The advice was published Tuesday in the Journal of the American Medical Association. It recommends all children in the U.S. have screenings for anxiety beginning at age 8 and screenings for depression beginning at age 12. 

“This is a really important and significant change and one that’s really needed, honestly,” said Jenna Glover, Ph.D., director of psychology training at Children’s Hospital Colorado.

Kids’ mental health declared an emergency

Children’s Hospital Colorado declared a state of emergency in 2021. Glover said between 2016-19, depression and anxiety rates increased by 24-27%.

“And then after the pandemic hit and the amount of stress kids were experiencing, those rates just continued to rise,” Glover said.

The hospital reported a sharp increase last year in the number of patients coming into their emergency department because of a suicide attempt.

“If we could have caught these kids downstream 2-3 months earlier, we could have done interventions that would have prevented them from being in the emergency department and being in extreme distress, and for some kids, being in life-threatening situations,” Glover said. 

Making mental health screenings routine

Glover said routine screenings could offer a simple solution to help more children before they are in crisis. 

“Screeners can be really short.

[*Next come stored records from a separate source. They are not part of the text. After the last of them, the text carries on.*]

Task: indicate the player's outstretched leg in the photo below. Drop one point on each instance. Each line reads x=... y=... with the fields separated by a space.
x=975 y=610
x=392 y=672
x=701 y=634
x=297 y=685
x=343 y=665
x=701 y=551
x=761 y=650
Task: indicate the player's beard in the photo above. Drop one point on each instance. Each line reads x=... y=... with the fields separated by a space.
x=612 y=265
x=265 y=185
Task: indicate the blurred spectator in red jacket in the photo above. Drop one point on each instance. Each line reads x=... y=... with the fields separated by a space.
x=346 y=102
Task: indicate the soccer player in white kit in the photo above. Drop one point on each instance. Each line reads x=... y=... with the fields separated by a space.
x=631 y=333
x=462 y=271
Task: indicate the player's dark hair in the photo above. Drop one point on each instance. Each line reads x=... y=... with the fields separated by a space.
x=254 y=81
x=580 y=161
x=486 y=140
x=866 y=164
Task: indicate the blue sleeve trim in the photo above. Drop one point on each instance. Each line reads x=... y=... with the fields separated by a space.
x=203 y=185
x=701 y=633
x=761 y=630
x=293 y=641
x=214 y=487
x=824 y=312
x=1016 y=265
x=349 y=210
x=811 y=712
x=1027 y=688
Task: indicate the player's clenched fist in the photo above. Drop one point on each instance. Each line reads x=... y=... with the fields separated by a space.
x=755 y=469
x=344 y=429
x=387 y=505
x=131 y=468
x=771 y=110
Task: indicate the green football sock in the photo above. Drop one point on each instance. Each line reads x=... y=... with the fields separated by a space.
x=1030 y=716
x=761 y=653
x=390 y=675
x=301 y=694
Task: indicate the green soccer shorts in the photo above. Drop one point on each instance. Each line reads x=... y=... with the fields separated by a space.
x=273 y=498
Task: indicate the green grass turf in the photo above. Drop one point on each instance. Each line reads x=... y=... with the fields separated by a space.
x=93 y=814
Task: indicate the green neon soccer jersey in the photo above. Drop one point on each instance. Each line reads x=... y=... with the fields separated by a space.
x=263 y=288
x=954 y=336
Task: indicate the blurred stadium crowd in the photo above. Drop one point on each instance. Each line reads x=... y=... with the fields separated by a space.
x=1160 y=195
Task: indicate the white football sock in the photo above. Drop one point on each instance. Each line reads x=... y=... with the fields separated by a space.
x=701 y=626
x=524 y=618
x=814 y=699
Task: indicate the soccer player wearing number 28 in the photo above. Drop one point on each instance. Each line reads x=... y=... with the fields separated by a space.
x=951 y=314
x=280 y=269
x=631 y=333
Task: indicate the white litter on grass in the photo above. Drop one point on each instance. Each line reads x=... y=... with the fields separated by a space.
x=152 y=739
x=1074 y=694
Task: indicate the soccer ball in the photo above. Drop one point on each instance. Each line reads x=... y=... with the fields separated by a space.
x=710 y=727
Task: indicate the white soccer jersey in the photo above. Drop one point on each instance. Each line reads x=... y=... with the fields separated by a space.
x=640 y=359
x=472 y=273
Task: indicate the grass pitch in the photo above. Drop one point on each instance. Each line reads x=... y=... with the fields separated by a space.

They can be just a couple of questions,” she said. 

According to Glover, physicians will be asking about a child’s eating and sleeping habits, if they are experiencing frequent headaches or stomach aches and if they feel upset easily. 

Additionally, she said it will help the topic feel less taboo. 

“This absolutely will help de-stigmatize concerns around mental health problems, because everybody has mental health problems, just like everybody has headaches and colds,” Glover said. 

What about access to mental health care?

However, the recommendation raises concerns about access to mental health services. 

“One of the downsides of us identifying more kids is just acknowledging we do not have enough mental health providers to meet these needs,” Glover said. 

The addition of mental health screenings to wellness exams is just a recommendation, not a requirement. There is no formal rollout or start date for the screenings. 

“If we don’t do something earlier on to catch it, we’re going to have a lot of youth that their development is going to be impacted and it doesn’t have to be,” Glover said.